1. What is a pure math PhD?

A pure math PhD is a doctoral degree in mathematics that focuses on the theoretical and abstract aspects of mathematics. It typically involves advanced coursework and research in areas such as algebra, geometry, analysis, and topology.

2. Why should I consider starting a plan B for my pure math PhD?

While pursuing a pure math PhD can lead to a fulfilling career in academia or research, it can also be a highly competitive and lengthy process. Starting a plan B can provide you with alternative options and backup plans in case your original plan doesn't work out.

3. What is a plan B for a pure math PhD?

A plan B for a pure math PhD can involve pursuing a related field such as applied mathematics, statistics, or computer science. It can also involve exploring career opportunities outside of academia, such as in industry or government.
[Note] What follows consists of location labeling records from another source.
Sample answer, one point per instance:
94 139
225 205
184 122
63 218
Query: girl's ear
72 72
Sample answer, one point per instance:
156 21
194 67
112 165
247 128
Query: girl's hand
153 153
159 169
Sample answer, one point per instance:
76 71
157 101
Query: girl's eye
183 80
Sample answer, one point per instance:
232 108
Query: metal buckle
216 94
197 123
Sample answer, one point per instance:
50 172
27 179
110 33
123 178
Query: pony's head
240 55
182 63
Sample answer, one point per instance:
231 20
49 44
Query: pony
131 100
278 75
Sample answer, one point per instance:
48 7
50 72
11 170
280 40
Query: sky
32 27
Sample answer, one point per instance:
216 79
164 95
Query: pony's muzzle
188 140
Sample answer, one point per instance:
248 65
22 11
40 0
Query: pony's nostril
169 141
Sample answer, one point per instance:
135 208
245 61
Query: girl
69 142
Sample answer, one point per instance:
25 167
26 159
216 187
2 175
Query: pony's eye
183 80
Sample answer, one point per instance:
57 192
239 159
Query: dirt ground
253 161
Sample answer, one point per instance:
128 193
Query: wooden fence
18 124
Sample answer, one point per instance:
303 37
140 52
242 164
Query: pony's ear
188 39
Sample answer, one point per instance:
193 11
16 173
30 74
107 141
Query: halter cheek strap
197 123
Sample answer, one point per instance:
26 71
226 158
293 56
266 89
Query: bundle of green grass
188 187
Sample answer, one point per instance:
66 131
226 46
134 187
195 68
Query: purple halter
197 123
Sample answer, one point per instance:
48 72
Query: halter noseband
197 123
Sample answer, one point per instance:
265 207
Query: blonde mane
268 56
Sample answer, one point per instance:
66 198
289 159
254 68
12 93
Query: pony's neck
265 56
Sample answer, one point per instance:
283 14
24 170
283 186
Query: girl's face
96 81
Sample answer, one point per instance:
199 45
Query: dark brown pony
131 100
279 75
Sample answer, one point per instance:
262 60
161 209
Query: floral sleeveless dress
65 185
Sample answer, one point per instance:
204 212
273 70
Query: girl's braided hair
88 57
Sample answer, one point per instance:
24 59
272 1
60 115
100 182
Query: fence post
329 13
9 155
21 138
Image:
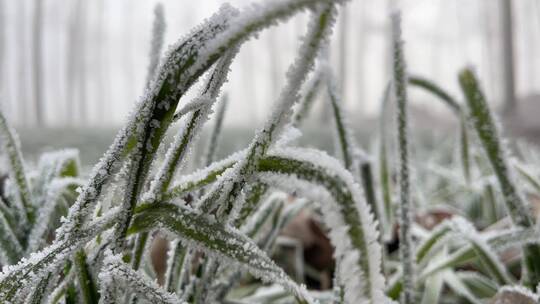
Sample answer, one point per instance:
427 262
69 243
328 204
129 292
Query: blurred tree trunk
507 48
75 65
22 92
99 42
343 33
3 101
361 54
37 63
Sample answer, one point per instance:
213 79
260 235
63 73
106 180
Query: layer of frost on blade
204 233
371 289
115 269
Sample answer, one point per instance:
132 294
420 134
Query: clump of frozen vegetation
69 239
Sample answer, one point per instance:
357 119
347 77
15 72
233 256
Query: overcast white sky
441 37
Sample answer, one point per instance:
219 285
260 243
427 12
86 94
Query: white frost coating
158 33
196 104
319 29
50 259
289 135
521 290
351 258
182 143
115 269
201 232
46 212
10 146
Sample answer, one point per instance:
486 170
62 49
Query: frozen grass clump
69 238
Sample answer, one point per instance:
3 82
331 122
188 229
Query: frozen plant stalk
513 198
405 217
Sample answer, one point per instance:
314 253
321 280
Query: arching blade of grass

4. When should I start considering a plan B for my pure math PhD?

It is never too early to start considering a plan B for your pure math PhD. It is important to have a backup plan in case your research or academic goals change, or if you encounter unexpected challenges in your PhD journey.

5. How can I balance pursuing my pure math PhD and preparing for a plan B?

Balancing your current PhD studies with preparing for a plan B can be challenging, but it is important to prioritize and manage your time effectively. This can involve networking, gaining relevant experience, and staying informed about potential career opportunities outside of academia.